Remember, trading is a marathon and not a sprint. You have to survive for a while until you learn how to trade. And the only way to survive is by using stop losses!

2. Multi-Timeframe Analysis – You might have a favourite time frame to trade. If you don’t then you should. Choose one so you learn the ins and outs of trading within that timeframe.  But always look out on the next timeframe to make sure you are on the correct side of the trend and that you are not selling into bigger timeframe support or buying into bigger timeframe resistance. For example, I always trade on the 15 minute chart but always consult the 1H timeframe.

3. Keep it Simple but not too simple – Trading should be simple enough so that decision making is clear and not complicated but you should keep in mind that confluence is important as well. Confluence means that more than one indicators/price action characteristics support a trading decision. For example I might buy a pair if it bounces over its upward sloping trend line and also bouncing of a support level in addition to forming a rejection candle.

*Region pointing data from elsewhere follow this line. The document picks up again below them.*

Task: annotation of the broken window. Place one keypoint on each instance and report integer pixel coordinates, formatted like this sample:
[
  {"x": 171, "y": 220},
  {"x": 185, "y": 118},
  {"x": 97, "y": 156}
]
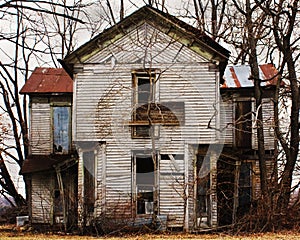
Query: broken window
[
  {"x": 89, "y": 180},
  {"x": 245, "y": 187},
  {"x": 144, "y": 183},
  {"x": 203, "y": 185},
  {"x": 243, "y": 123},
  {"x": 145, "y": 94},
  {"x": 61, "y": 129}
]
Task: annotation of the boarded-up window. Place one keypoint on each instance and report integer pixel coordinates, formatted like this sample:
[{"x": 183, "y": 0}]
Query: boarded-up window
[
  {"x": 203, "y": 185},
  {"x": 89, "y": 180},
  {"x": 243, "y": 124},
  {"x": 61, "y": 129},
  {"x": 144, "y": 183},
  {"x": 145, "y": 93},
  {"x": 245, "y": 187}
]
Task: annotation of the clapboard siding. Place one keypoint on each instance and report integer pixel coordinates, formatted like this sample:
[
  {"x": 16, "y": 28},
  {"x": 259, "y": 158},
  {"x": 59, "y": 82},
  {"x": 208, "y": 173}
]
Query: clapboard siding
[
  {"x": 227, "y": 122},
  {"x": 146, "y": 43},
  {"x": 42, "y": 202},
  {"x": 104, "y": 108},
  {"x": 98, "y": 111},
  {"x": 228, "y": 117},
  {"x": 40, "y": 125},
  {"x": 268, "y": 122}
]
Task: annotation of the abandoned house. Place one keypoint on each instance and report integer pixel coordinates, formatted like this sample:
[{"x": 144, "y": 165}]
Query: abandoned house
[{"x": 134, "y": 127}]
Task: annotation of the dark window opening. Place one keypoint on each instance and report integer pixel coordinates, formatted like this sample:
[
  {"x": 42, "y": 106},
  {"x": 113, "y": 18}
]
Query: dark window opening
[
  {"x": 61, "y": 129},
  {"x": 203, "y": 185},
  {"x": 58, "y": 203},
  {"x": 245, "y": 188},
  {"x": 89, "y": 180},
  {"x": 243, "y": 124},
  {"x": 144, "y": 95},
  {"x": 144, "y": 184}
]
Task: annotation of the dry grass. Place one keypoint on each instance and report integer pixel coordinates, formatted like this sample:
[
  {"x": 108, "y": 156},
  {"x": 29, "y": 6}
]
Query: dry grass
[{"x": 7, "y": 233}]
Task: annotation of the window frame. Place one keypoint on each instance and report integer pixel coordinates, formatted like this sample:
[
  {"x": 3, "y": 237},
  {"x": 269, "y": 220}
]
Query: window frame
[
  {"x": 153, "y": 76},
  {"x": 89, "y": 209}
]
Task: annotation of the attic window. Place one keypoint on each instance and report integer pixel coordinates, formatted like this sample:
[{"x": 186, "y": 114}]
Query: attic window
[
  {"x": 61, "y": 129},
  {"x": 145, "y": 93}
]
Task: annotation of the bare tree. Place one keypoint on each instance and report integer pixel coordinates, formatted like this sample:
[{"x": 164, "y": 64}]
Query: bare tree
[
  {"x": 22, "y": 45},
  {"x": 285, "y": 22}
]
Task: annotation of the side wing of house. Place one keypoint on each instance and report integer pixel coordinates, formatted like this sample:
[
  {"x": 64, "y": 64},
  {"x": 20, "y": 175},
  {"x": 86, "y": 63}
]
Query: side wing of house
[
  {"x": 239, "y": 124},
  {"x": 49, "y": 167}
]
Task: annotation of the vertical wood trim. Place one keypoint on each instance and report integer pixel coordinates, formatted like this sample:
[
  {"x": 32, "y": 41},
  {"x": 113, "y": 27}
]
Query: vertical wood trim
[
  {"x": 103, "y": 201},
  {"x": 217, "y": 102},
  {"x": 186, "y": 179},
  {"x": 74, "y": 109},
  {"x": 95, "y": 180}
]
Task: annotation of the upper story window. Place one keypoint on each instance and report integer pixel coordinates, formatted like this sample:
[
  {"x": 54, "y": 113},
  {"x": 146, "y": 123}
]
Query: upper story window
[
  {"x": 145, "y": 86},
  {"x": 61, "y": 129}
]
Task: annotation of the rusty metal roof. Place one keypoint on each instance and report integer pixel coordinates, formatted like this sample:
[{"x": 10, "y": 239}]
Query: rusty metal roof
[
  {"x": 168, "y": 24},
  {"x": 238, "y": 76},
  {"x": 48, "y": 80},
  {"x": 40, "y": 163}
]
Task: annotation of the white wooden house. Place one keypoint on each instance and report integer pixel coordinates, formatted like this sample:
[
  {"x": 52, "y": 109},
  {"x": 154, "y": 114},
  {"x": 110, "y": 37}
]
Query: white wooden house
[{"x": 146, "y": 119}]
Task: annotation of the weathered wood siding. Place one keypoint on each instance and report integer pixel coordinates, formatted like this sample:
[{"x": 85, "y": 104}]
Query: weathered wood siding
[
  {"x": 40, "y": 126},
  {"x": 268, "y": 122},
  {"x": 42, "y": 186},
  {"x": 103, "y": 111},
  {"x": 227, "y": 119},
  {"x": 227, "y": 122}
]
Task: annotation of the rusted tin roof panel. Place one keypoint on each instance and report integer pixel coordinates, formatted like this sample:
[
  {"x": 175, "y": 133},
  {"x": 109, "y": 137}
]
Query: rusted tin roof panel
[
  {"x": 48, "y": 80},
  {"x": 239, "y": 76}
]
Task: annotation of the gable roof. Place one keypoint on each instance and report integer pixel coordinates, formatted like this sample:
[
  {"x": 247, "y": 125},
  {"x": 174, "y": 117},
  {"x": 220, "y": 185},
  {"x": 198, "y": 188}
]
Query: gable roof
[
  {"x": 186, "y": 34},
  {"x": 48, "y": 80},
  {"x": 238, "y": 76}
]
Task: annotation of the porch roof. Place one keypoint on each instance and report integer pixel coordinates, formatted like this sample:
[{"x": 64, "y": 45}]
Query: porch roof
[
  {"x": 48, "y": 80},
  {"x": 40, "y": 163},
  {"x": 238, "y": 76}
]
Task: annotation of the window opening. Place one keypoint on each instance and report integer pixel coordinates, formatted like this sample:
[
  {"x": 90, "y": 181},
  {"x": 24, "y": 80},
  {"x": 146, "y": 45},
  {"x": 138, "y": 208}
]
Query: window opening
[
  {"x": 203, "y": 185},
  {"x": 245, "y": 187},
  {"x": 144, "y": 184},
  {"x": 89, "y": 180},
  {"x": 61, "y": 129},
  {"x": 144, "y": 94}
]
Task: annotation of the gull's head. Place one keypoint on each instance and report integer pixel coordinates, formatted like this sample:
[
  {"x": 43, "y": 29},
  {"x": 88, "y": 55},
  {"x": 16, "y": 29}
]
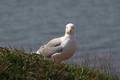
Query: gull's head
[{"x": 70, "y": 29}]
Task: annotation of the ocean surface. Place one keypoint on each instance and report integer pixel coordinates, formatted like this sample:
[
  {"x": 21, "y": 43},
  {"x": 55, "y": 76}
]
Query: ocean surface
[{"x": 30, "y": 23}]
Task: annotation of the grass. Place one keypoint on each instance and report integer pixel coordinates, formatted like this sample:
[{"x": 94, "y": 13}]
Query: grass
[{"x": 18, "y": 65}]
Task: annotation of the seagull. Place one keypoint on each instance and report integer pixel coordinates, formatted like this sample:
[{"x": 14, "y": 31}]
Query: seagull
[{"x": 61, "y": 48}]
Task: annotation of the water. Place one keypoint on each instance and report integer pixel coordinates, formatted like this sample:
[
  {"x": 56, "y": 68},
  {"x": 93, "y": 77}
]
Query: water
[{"x": 30, "y": 23}]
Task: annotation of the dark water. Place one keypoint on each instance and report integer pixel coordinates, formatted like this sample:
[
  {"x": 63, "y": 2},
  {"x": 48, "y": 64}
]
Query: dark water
[{"x": 30, "y": 23}]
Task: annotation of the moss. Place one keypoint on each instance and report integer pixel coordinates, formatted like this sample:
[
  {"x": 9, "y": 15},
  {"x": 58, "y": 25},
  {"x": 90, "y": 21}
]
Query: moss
[{"x": 18, "y": 65}]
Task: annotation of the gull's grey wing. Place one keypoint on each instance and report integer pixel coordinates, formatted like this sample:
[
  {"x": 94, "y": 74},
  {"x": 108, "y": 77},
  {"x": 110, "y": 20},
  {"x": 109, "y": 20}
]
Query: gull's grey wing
[{"x": 53, "y": 46}]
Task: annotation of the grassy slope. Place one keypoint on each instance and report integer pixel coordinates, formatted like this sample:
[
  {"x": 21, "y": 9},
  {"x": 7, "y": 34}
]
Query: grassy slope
[{"x": 18, "y": 65}]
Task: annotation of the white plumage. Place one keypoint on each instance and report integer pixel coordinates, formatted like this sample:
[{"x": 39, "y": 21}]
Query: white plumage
[{"x": 62, "y": 48}]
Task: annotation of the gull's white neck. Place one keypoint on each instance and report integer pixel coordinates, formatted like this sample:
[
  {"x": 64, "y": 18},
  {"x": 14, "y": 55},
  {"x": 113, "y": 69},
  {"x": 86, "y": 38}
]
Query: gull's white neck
[{"x": 69, "y": 35}]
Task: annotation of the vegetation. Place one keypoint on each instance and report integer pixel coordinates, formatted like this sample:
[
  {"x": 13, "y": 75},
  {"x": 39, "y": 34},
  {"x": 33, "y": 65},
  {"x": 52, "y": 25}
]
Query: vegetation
[{"x": 18, "y": 65}]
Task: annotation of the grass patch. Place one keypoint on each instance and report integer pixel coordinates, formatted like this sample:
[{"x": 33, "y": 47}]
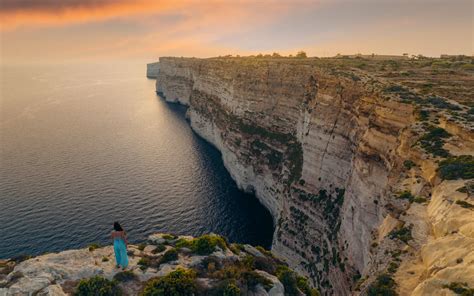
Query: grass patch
[
  {"x": 457, "y": 167},
  {"x": 460, "y": 289},
  {"x": 408, "y": 164},
  {"x": 93, "y": 247},
  {"x": 97, "y": 286},
  {"x": 168, "y": 256},
  {"x": 203, "y": 245},
  {"x": 125, "y": 276},
  {"x": 159, "y": 248},
  {"x": 433, "y": 141},
  {"x": 383, "y": 285},
  {"x": 403, "y": 234},
  {"x": 180, "y": 282}
]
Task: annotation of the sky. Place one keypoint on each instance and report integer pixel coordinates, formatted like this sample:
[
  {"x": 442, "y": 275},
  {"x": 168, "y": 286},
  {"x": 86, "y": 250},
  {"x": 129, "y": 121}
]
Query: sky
[{"x": 92, "y": 30}]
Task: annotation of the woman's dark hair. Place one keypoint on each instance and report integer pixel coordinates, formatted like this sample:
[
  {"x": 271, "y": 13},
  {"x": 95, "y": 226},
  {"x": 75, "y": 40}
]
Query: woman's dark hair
[{"x": 117, "y": 227}]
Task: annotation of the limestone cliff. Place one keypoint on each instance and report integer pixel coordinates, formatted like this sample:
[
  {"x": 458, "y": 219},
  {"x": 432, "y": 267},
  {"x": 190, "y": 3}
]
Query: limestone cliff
[
  {"x": 325, "y": 146},
  {"x": 152, "y": 70}
]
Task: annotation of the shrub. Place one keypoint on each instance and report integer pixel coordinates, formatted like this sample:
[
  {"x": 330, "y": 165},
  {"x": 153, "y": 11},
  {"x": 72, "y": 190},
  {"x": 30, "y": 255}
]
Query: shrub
[
  {"x": 125, "y": 276},
  {"x": 406, "y": 195},
  {"x": 97, "y": 286},
  {"x": 231, "y": 290},
  {"x": 144, "y": 263},
  {"x": 460, "y": 288},
  {"x": 433, "y": 142},
  {"x": 303, "y": 285},
  {"x": 170, "y": 255},
  {"x": 442, "y": 103},
  {"x": 301, "y": 54},
  {"x": 392, "y": 267},
  {"x": 159, "y": 248},
  {"x": 93, "y": 247},
  {"x": 253, "y": 278},
  {"x": 403, "y": 234},
  {"x": 408, "y": 164},
  {"x": 169, "y": 236},
  {"x": 203, "y": 245},
  {"x": 420, "y": 199},
  {"x": 457, "y": 167},
  {"x": 180, "y": 282},
  {"x": 383, "y": 285}
]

4.  Learn the signal frequency of your method – You have to learn your method/strategy like the palm of your hand.  I know how many signals my strategy usually generates throughout every trading session. And I know this, because I am ‘connected’ with my strategy. This means that I do not over trade.  I trade the 2-3 signals a day my strategy generates and that’s it. If I start entering into more trades than what my strategy usually generates then I know I am overtrading.   Over trading can kill an account, since every new trade brings new risk on the table. And as traders we hate risk!

5.  Concentrate on the risk and not the profit – When you equate trading to risk management that’s when you will see your account grow. Trading is all about managing your risk. So cut your losses short. Winning trades are usually winning from the get-go. Be quick to protect your account. Personally I move my SL to entry as soon as a trade goes 15 pips in my favour. That’s a method that suits my strategy. You should protect your account as well with a method that suits your strategy.